After these thoughts had for some time entertained me, I came to
reflect seriously upon the real danger I had been in for so many
years in this very island, and how I had walked about in the
greatest security, and with all possible tranquillity, even when
perhaps nothing but the brow of a hill, a great tree, or the casual
approach of night, had been between me and the worst kind of
destruction - viz. that of falling into the hands of cannibals and
savages, who would have seized on me with the same view as I would
on a goat or turtle; and have thought it no more crime to kill and
devour me than I did of a pigeon or a curlew.
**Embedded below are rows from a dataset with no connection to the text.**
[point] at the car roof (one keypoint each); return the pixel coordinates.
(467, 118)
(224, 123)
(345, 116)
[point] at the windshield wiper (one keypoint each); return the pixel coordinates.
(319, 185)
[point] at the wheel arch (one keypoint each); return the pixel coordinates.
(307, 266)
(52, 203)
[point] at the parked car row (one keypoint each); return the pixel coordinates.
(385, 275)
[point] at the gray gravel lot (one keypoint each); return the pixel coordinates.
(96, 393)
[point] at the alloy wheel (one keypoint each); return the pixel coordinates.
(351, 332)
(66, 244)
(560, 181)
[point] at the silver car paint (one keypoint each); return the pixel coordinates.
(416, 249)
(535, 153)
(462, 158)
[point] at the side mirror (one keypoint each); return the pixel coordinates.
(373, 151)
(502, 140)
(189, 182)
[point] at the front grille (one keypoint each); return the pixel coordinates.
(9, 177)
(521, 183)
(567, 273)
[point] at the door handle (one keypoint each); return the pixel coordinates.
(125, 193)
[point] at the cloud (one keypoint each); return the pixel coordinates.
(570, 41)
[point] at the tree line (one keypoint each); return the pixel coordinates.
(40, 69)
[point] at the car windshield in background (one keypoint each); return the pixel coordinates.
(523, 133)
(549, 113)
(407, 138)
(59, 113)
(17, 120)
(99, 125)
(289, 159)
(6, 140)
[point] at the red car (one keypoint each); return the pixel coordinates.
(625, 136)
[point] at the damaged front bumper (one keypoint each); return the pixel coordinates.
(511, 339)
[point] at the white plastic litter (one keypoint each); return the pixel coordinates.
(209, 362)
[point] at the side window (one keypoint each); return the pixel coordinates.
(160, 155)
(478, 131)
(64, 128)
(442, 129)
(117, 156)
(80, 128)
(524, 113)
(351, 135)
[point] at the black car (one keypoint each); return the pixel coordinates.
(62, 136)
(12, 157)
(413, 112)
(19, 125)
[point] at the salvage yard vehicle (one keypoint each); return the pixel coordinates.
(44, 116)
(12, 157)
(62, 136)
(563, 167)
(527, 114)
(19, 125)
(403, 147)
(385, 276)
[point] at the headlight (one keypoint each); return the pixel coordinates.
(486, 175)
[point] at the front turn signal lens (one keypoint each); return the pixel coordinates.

I would unjustly
slander myself if I should say I was not sincerely thankful to my
great Preserver, to whose singular protection I acknowledged, with
great humanity, all these unknown deliverances were due, and
without which I must inevitably have fallen into their merciless
hands.
When these thoughts were over, my head was for some time taken up
in considering the nature of these wretched creatures, I mean the
savages, and how it came to pass in the world that the wise
Governor of all things should give up any of His creatures to such
inhumanity - nay, to something so much below even brutality itself
- as to devour its own kind: but as this ended in some (at that
time) fruitless speculations, it occurred to me to inquire what
part of the world these wretches lived in? how far off the coast
was from whence they came? what they ventured over so far from home
for? what kind of boats they had? and why I might not order myself
and my business so that I might be able to go over thither, as they
were to come to me?
I never so much as troubled myself to consider what I should do
with myself when I went thither; what would become of me if I fell
into the hands of these savages; or how I should escape them if
they attacked me; no, nor so much as how it was possible for me to
reach the coast, and not to be attacked by some or other of them,
without any possibility of delivering myself: and if I should not
fall into their hands, what I should do for provision, or whither I
should bend my course: none of these thoughts, I say, so much as
came in my way; but my mind was wholly bent upon the notion of my
passing over in my boat to the mainland.